Por Carlos Alberto Ospina M.
Sin reparar, la agresividad se ha convertido en la regla, en lugar de la excepción. Este fenómeno permea los distintos estratos socioeconómicos y la mayoría de los espacios públicos a manera de prueba de temeraria que comienza en el transporte público, la fila en el supermercado, las reuniones familiares y las redes sociales que hacen alarde de hostilidad e intransigencia.
En términos comparativos, el enojo parece seguir una secuencia de ADN representada en violencia verbal, psicológica y física. Tropezarse con los pies de alguien o rozar con la mochila el hombro de un transeúnte apurado, suscita el desprecio del ofendido al mismo tiempo que produce una cascada de injurias que recorren el inexistente árbol genealógico. Unos cuantos andan como perros de caza después de varios días de ayuno.
La frase de antaño “se acabaron los cabellos” tiene algo de real, y un ingrediente adicional que raya con los mecanismos de prevención y de espacio personal. En algunos casos el acto sincero de ceder el puesto en el bus es considerado a semejanza de acoso, subordinación o dominio de un extraño que, quizá, solo actuaba con base en los patrones de cortesía y de consideración enseñados en su familia. También es válida una respuesta instintiva frente a la inseguridad y las diferentes formas de sometimiento que experimentan ciertas víctimas, lo que lleva a adoptar una posición de desconfianza y defensa de la propia integridad.
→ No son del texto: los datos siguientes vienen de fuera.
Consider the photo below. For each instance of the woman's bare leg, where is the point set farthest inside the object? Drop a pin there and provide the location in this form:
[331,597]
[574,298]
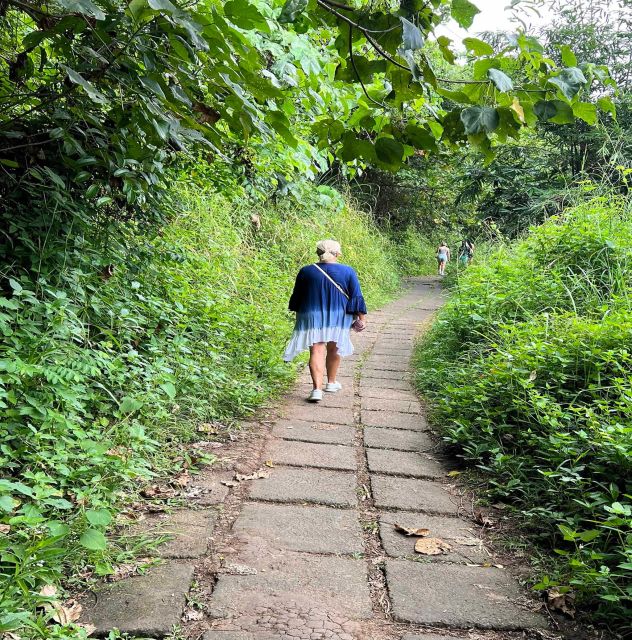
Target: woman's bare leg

Así fue como la espontaneidad tomó para sí la cubierta de la indiferencia.
La mezcla de vicisitudes de naturaleza contraria acelera la fabricación de trincheras dentro del campo de batalla urbano y rural donde el diablo abraza el egoísmo, la incultura y la impaciencia a modo de juguetona flama. Cualquier rincón es un terreno para indignar la palabra, aligerar las frustraciones a expensa de otros, amenazar, golpear y ultrajar a quien le duele.
La belicosidad en la vía, los bocinazos y el desafío rabioso del motociclista que se siente con el derecho de violar las directrices de tránsito, ilustran lo poco que importa el bienestar común. Cada cual se manifiesta conforme a su origen y crianza. A igual altura están peatones, ciclistas y conductores que caen en el pozo de los comportamientos temerarios, los antivalores y la incivilidad a riesgo de poner en juego sus vidas.
La falta de educación, el irrespeto a las normas básicas y la escasa empatía plantean un reto de marca mayor para la convivencia fácil. Los sentidos corporales reciben un golpe fuerte a causa de las discusiones por cuestiones triviales, los comentarios desobligantes, los insultos lanzados sin pudor y las miradas de desprecio hacia quienes no cumplen con controvertibles estándares estéticos.
En la actualidad expresar cortesía, dar las gracias, pedir permiso o decir ‘por favor’ son gestos excepcionales percibidos como debilidad. Es difícil encontrar un hábito general para defender el patrimonio cultural material de la ciudad, el sistema aseo, el equipamiento urbano, los monumentos y los parques que son vandalizados. La tendencia creciente apunta al individualismo, la discriminación y la incapacidad de tolerar las ideas de los demás. Las buenas costumbres fueron enterradas en el olvido.
A la vista de todos está la solución. Hay que atravesar razones en el alma de la familia, las empresas, los grupos significativos de ciudadanos, las instituciones educativas privadas y gubernamentales; en resumidas cuentas, ajustar las conductas a fin de construir una coexistencia pacífica y amable… En libertad y fuera de peligro.